Damn, if we'd posted this last week, it would have been six years to the day since the last one.
Destined to hunt vampires and destroy the evil
of the world, Blade is a vampire-human hybrid with the greatest strengths of each.
"Destined"? There was a story in 2006 about Blade being named in a prophecy, but that was supposedly about curing all vampires (spoiler: it wasn't), nothing to do with hunting them. So we're gonna guess that was just a poor word choice? Pretend it says "trained," instead. Fun fact: although Blade was born and raised in London, the same story that introduced said prophecy also revealed that both his parents were Latverian! They were part of a group who opposed the tyrannical king, and just before they were being thrown into prison for that, Blade's father sent his pregnant wife to hide with friends in England. Then, as you know, she was killed by a vampire while giving birth, and the rest is history.
You'll recall that Hasbro planned to do a Blade as a swap figure for Punisher (because they both wore trenchcoats),
but it was cancelled, meaning we haven't had a Blade like this since ToyBiz. He uses the same armored torso as the last Blade, which makes sense, and though he has the pushed-up sleeves from Havok, the rest of the coat is a new mold, not that same one every Gambit and Nick Fury and Spider-Man Noir wore: the lapels are still large, but they don't stick up and they don't have horizontal lines sculpted into them. There are lines like that on his knees, though - his legs appear to be new, with the pantlegs tucked into his lace-up boots, and large cargo pockets on the thighs.
The head is new, and it's great. He's back to his traditional high
top fade, with lines shaved in on the sides. he's wearing black glasses, and just like we asked for last time, his mouth is open wide to show off his fangs. Nice! Only Marvel Select and One:12 Collective have tried that before. Since the torso is the same the previous Blade Legend used, you'd be able to swap heads around between them; unfortunately, Hasbro chose to give this Blade a much darker skintone, so the pieces won't match.
There's not a lot of paint on this figure, since (outside his original appearance) Blade isn't one to wear bright colors. Black glasses, black coat, black armor, black pants, black boots. The interior of his coat is painted red, giving us a wonderful flash of color, and we won't
even give them hell for dropping that paint app somewhere near the waist: the body conceals it higher than that, and we don't have to worry about any visibly wrong colors around the arms. If the implication is that the lining of the coat is red, though, shouldn't the lapels be, too? With his mouth open, they had to paint his tongue red and his fangs white, which required precision, even with the mouth being plugged into the head sculpt from inside.

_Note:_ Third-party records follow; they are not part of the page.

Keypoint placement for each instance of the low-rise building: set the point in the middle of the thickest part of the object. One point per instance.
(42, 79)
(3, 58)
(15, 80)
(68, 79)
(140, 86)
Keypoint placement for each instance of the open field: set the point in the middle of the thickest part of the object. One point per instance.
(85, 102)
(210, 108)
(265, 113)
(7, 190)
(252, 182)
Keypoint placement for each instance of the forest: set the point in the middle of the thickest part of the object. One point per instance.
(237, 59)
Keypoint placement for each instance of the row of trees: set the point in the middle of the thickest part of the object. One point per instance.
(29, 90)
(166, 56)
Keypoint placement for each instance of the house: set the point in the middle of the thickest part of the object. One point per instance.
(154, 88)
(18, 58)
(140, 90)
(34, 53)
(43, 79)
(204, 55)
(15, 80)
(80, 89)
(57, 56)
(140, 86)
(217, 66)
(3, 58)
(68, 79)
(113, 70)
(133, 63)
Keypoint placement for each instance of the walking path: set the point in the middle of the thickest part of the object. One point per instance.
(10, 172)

This torso was designed to work with bare arms, which this figure obviously doesn't have. Using Havok's sleeves was a clever choice,
but between the broad torso, the thicker arms, and the addition of a PVC coat between them, Blade can't really put his arms down to his sides - they'll always be just a little bit spread, which will surely bother someone somewhere. I don't know who, but they exist. In truth, it's not really an issue: the arms come down far enough, even if they're not perfectly perpendicular to the ground, and between having them out slightly and the head snarling, he looks ready for a fight. His new knees are pinless joints, and it shouldn't surprise you that the coat means you won't be able to use his hinged chest to bend him backwards.
The figure has closed fists, or open hands to hold his weapons:
the straight-bladed katana, a pair of wooden stakes, and a pair of glaives. The bladed weapons all have red grips, making them look like a matched set, and the stakes are just a fun inclusion. We do wish there was space to store most of this stuff; thanks to the coat, he couldn't use the same bandolier as the last figure, so there's a scabbard plugged into the back (and it's still pointing left, so at least that was consistent), but the glaives and stakes have nowhere to go when he's not using them. It also would have been nice if they'd brought over the silver spikes strapped to his thigh from the last toy.
Blade is part of the Mindless One Build-A-Figure series, and he includes the head and some smoking energy trailing out of the eye.
It's the simple things, things that can be overlooked, that make the difference between a great product and a merely okay product. The right height, the right body type, the right skintone... like we said before, you have to think of these as people, not as costumes, and realize that "unimportant" changes really matter. Blade is a good-looking toy, but imagine how much more fun he'd be if you could trade heads around to make your own ideal version, like when Hasbro made a couple Venoms that were all the same size (before they messed that up, too). It's great that Hasbro has made Blade's most famous look, and in this case it's a shame that stores aren't carrying this series.